I think op means that the other parent expects her to pick her daughter up again after the sporting activity (having already taken her there) and drop her off at her place of work, instead of taking her home.

Battleshiphips2 Sun 31-Jan-16 15:40:15

grin glad to see I could confuse some other poor people too! I am blaming it on a huge child stopping me from getting enough oxygen into my lungs!

BertrandRussell Sun 31-Jan-16 15:44:08

Why is this a problem? Is it miles out of the way?

lilproblem Sun 31-Jan-16 16:04:37

Would the child be going back home with you if not to her office?

SatsukiKusakabe Sun 31-Jan-16 16:05:17

If she is asking you to drop the child off at her work instead of home and giving you the postcode so you know where you would be going, then can't see any problem with her asking this; not especially rude and you can always say no.

But if it is the mum cadging a lift, with an air of expectation rather than as an apologetic last minute request then that's ridiculously rude.
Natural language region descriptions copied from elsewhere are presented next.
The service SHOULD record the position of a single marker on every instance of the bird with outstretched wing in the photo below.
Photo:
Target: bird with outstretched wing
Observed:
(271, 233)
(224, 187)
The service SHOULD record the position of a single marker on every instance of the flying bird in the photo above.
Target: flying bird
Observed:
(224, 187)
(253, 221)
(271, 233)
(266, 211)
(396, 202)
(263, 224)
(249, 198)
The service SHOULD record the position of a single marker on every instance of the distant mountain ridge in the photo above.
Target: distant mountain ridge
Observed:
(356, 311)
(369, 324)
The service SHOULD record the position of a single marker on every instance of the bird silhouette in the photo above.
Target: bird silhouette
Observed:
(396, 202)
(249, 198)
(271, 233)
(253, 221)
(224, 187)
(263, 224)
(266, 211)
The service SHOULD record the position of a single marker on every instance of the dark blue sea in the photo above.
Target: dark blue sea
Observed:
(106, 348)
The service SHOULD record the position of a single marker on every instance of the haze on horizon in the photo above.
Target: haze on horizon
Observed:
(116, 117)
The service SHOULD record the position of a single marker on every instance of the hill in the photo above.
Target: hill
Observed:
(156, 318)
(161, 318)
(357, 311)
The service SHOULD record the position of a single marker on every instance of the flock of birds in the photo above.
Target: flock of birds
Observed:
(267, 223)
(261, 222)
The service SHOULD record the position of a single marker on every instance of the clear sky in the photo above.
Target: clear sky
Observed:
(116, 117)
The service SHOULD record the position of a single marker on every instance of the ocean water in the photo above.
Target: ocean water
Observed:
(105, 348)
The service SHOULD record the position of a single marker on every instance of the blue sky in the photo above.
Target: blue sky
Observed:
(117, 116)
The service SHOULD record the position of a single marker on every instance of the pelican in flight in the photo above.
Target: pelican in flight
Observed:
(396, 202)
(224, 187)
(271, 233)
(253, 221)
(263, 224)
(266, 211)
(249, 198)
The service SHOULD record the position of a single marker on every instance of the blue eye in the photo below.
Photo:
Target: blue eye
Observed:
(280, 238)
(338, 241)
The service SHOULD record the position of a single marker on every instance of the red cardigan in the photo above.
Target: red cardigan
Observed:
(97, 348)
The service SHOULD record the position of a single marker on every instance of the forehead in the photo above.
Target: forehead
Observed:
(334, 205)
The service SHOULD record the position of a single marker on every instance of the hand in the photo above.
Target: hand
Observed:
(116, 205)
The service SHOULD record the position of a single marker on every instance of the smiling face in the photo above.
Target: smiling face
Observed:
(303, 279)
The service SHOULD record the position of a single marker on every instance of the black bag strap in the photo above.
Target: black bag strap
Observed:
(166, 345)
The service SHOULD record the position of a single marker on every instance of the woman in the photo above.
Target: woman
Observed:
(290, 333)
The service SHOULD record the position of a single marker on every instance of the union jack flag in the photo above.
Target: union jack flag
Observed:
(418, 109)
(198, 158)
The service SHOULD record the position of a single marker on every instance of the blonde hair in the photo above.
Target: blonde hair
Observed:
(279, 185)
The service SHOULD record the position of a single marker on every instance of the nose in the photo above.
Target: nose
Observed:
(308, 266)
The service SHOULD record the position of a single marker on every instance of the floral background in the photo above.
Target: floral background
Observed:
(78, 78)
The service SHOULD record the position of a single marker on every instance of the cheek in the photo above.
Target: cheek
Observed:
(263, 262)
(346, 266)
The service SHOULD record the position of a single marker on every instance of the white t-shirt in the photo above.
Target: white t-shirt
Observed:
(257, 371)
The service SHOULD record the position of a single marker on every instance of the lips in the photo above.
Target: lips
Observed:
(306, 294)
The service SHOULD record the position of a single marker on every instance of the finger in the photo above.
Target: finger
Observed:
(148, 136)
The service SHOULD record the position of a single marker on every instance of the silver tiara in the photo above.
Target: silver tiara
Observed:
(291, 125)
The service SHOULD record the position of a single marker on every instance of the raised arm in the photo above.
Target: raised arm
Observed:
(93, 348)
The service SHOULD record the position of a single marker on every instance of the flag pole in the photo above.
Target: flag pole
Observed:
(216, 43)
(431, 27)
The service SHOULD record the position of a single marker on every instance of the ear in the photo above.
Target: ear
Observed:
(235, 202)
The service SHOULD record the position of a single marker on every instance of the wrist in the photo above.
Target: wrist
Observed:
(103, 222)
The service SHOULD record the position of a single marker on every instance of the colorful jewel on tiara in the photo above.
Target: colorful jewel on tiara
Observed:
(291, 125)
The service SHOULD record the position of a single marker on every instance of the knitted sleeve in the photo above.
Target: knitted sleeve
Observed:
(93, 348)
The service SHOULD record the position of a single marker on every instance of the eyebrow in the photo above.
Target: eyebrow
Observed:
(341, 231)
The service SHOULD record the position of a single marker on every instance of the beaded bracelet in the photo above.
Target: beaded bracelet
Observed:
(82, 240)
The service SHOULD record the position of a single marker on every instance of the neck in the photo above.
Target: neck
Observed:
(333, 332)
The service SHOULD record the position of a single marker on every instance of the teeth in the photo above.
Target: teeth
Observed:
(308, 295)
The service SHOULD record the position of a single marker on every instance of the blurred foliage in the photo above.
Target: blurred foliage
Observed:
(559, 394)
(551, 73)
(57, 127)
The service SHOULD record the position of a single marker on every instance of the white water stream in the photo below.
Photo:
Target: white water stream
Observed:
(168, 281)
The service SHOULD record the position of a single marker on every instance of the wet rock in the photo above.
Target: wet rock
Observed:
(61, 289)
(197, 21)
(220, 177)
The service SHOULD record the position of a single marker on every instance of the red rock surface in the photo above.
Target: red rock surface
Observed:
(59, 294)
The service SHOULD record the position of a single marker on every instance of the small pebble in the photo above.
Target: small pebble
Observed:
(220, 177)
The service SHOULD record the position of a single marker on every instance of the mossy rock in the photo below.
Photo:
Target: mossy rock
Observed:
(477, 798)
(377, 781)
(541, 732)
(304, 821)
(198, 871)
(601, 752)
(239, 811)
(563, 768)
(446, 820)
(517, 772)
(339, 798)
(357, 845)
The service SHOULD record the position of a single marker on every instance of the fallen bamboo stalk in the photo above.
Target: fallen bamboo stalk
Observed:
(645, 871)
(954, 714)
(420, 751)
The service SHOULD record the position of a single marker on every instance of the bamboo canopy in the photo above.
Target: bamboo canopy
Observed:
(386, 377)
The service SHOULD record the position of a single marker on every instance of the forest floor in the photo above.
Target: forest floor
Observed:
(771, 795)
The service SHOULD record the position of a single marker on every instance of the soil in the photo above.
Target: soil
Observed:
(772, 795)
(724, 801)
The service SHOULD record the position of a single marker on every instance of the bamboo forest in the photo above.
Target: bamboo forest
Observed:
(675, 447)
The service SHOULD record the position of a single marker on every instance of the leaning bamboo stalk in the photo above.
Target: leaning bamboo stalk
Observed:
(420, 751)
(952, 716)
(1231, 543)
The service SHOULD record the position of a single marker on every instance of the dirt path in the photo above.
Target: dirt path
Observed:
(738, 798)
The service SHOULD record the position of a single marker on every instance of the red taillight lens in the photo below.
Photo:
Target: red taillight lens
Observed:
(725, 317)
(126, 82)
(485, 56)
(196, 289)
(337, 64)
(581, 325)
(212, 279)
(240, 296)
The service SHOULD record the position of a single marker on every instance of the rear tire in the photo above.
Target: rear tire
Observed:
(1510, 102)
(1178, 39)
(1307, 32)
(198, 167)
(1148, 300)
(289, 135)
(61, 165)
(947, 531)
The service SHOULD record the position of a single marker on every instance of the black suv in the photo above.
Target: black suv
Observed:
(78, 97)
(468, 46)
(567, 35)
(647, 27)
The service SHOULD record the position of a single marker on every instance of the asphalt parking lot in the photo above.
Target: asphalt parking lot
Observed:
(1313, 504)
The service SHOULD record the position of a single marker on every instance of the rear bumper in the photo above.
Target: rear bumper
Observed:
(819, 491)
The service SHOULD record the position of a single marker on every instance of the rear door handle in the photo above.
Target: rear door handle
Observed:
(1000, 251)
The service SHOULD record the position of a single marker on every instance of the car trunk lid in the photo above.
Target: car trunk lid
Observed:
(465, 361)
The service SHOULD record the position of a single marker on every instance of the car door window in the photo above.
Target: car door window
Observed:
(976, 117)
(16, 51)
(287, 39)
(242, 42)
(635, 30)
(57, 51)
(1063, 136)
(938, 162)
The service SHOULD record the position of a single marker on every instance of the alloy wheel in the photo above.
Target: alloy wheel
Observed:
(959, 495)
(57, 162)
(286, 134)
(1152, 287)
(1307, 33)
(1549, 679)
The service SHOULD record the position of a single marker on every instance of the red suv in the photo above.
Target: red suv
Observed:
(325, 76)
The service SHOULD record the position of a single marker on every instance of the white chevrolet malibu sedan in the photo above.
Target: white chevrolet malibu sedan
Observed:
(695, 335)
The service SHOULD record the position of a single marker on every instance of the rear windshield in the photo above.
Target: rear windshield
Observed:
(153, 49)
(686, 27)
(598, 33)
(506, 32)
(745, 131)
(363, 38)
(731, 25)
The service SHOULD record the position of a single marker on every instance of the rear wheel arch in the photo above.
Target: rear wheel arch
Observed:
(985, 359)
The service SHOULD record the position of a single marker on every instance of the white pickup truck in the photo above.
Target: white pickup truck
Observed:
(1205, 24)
Dreamonastar Sun 31-Jan-16 16:46:41

It was the parent hitching a free ride to wo as well that had me shock

I was taking child to place A; place B (workplace) is nearby and mother texted to say 'we live at 1 high street Hank's for taking child to place A ill be going to place B afterwards the postcode is XX1 1XX see you soon'

StillStayingClassySanDiego Sun 31-Jan-16 16:50:27

Very cheeky, I bet your face was a picture.

PersephonePitstop Sun 31-Jan-16 16:52:25

Very rude! shock
Did you do it?

Dreamonastar Sun 31-Jan-16 16:56:41

I took her to the place I was taking her son to and chucked her out there blush

If she'd asked I'd have happily taken her to work.